私は両手を伸ばし、紗也香の左手に触れた。
冷たくはなかった。
「パパに、なぜこうなったか教えてほしい」
私が言うと、彼女は目を伏せた。
「なぜってあなた、わかりきったことでしょう。あなたが変な事件に首を突っ込むからじゃないですか」
妻だった。
が、私は振り返らなかった。
『すまん』とも言わなかった。
「もう離婚したんですから、あなたが何をしようと構わないわ。でも、この子や私を巻き込むのはやめてください」
「ママ。パパをいじめないで。これも、わたしがパパに逢いたいって、いつも言ってたのが原因なんだから」
「なぜ?」
私は妻を無視し、紗也香に向かって訊いた。
「パパに逢わしてくれるって言ったの。東京まで、車で連れてってくれるって」
「誰が?」
「男の人」
「どんな?」
「江口洋介みたいな人」
「紗也香。僕はその、江口洋介がどんな人なのか知らない。テレビに出てる人なのか?」
「そう」
「じゃあ、その江口は、君をどこへ連れて行ったんだい?」
「途中で目隠しされたの。車は三十分も走らなかったわ。だから、東京へは行ってないと思う」
「橋は渡ったか?大きな橋だ」
「わかんない…」
「連れて行かれたところは?」
「どっかの三階だと思う。わたし上ってるときに、階段を数えてたの。最初、十二段上って右に反転して、九段上って、たぶん、そこが二階。それからまた十二段上って右に反転して、九段上った。そしてすぐのドアの部屋だった」
「部屋の中でもずっと目隠しだったのか?」
彼女は首を横に振った。
「テレビとベッドのある部屋だった。カギがかかっていて」
「江口とずっと一緒か?」
「違う。あの人はわたしの目隠しを取って、すぐに出て行ったわ」
「どこに行ったんだろ?」
「わかんない。昨日まで、ぜんぜん来なかったんだよ」
「じゃあ、食事なんかはどうしてたんだ?紗也香は」
「隣の部屋の女の人が運んでくれるの。朝と夜の二回だけだけどね。

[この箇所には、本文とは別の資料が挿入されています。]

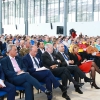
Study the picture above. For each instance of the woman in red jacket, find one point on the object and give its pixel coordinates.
(84, 64)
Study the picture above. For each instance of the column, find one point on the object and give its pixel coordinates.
(46, 10)
(0, 17)
(65, 16)
(92, 10)
(26, 16)
(40, 12)
(59, 10)
(76, 12)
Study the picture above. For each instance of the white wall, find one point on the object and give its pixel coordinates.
(87, 28)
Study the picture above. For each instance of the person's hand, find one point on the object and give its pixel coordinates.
(1, 86)
(20, 72)
(58, 61)
(71, 61)
(53, 66)
(1, 56)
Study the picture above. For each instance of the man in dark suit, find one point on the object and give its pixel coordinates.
(50, 62)
(10, 89)
(40, 51)
(45, 75)
(16, 73)
(65, 61)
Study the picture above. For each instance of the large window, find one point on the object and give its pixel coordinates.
(97, 10)
(52, 11)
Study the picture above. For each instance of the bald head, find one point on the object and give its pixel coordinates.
(60, 47)
(33, 50)
(22, 43)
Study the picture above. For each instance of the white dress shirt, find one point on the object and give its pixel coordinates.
(64, 58)
(34, 64)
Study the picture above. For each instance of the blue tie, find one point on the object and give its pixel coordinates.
(65, 56)
(36, 62)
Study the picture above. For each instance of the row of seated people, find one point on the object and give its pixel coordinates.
(16, 68)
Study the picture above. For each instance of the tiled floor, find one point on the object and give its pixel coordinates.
(88, 93)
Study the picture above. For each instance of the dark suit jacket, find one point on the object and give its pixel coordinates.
(1, 74)
(47, 61)
(39, 54)
(75, 58)
(61, 58)
(28, 63)
(39, 75)
(8, 67)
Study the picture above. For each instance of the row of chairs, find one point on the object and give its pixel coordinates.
(18, 88)
(21, 89)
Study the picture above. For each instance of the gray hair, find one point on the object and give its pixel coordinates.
(9, 47)
(30, 48)
(58, 45)
(47, 45)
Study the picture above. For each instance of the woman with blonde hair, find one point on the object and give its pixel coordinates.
(84, 64)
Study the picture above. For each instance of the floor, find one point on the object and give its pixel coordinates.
(88, 92)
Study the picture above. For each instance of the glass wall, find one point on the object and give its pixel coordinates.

パンと牛乳ばっかし。一回だけ、ピザのときがあったな。あれきっと、ピザーロよ。紗也香前に、食べたことあるもの」
「女は江口の仲間か?」
「うん。でも、優しい人よ」
「女の顔は?」
彼女はまたも首を横に振った。
「サングラスとマスクをしてるんだもの。それに、テリー伊藤みたいな帽子を被ってるし」
「テリー伊藤というのは、どんな帽子を被るんだ?」
私は振り返って、妻に訊いた。
「カーボーイハットでしょ、たぶん」
妻の顔はにやけていた。
私は気分が悪かった。
「その女というのは、何回も紗也香の前に現われたのか?」
「パンを持ってきてくれるときだけね。あと、わたしが喉が渇いたときなんかは電話で呼ぶと、すぐに来てくれたわ」
「その部屋には電話があるのか?」
「てゆうか、カラオケにあるみたいなの。番号がついてないの、それ」
「それはインターホンというんだ」
「そうそう、インターホン、それ」
「でも、紗也香はどうやってそこから脱出したんだ?」
「夕べね、江口っちが来て、また目隠しされて車に乗っけられたの。そのときは女の人も一緒だった。十分ぐらい走って、車が停まって、江口っちが女の人に『ちょっと待ってろ』って言って、車を降りたの。降りてちょっとして、女の人が目隠しを取ってくれたんだ。そんで『逃げろ』って言うのね。『とにかく遠くまで走れ』って。わたし、真っ暗なところを必死に走ったよ。どこを走ったかなんて憶えてない」
「なぜ、逃がしたんだろ?」
「『このままだと殺されてしまうから』って言ってた。女の人」
「男は追っかけてこなかったか?」
「江口っちはファミマで電話してたの。逃げるところは見られなかったよ。でもあの女の人、怒られたね、きっと」
「連中と一緒だったときに、何か気づいたことはなかったか?例えば二人が、呼び合っていた名前とか」
「わかんない」
「そうか…」
「もういいでしょ」
妻だった。
「あなたはお見舞いに来たんじゃなくて、事情聴取に来たんだわ。ここに来る刑事と一緒よ」
私は妻を無視してゆっくりと立ち上がった。
「それじゃあ、僕はもう帰るから。はやく元気になるんだ」
私は紗也香の肩を軽く叩いた。
そして妻には何も告げず、ドア口へ向かった。
「パパ…」
私がドアノブに手をかけたところで聞こえてきた。
私は振り返った。
「クリスマスプレゼント、いつもありがとう」
「サンタさんに、そう伝えとくよ」
私は右手を上げてそう答え、ゆっくりと病室を出た。
逢うことができたのは、こんな事件があったから。
こんなことが二度とあってはいけない。
だからもう逢うことはない。
逢ってはいけないのだ。
私は複雑な想いのまま、病院をあとにした。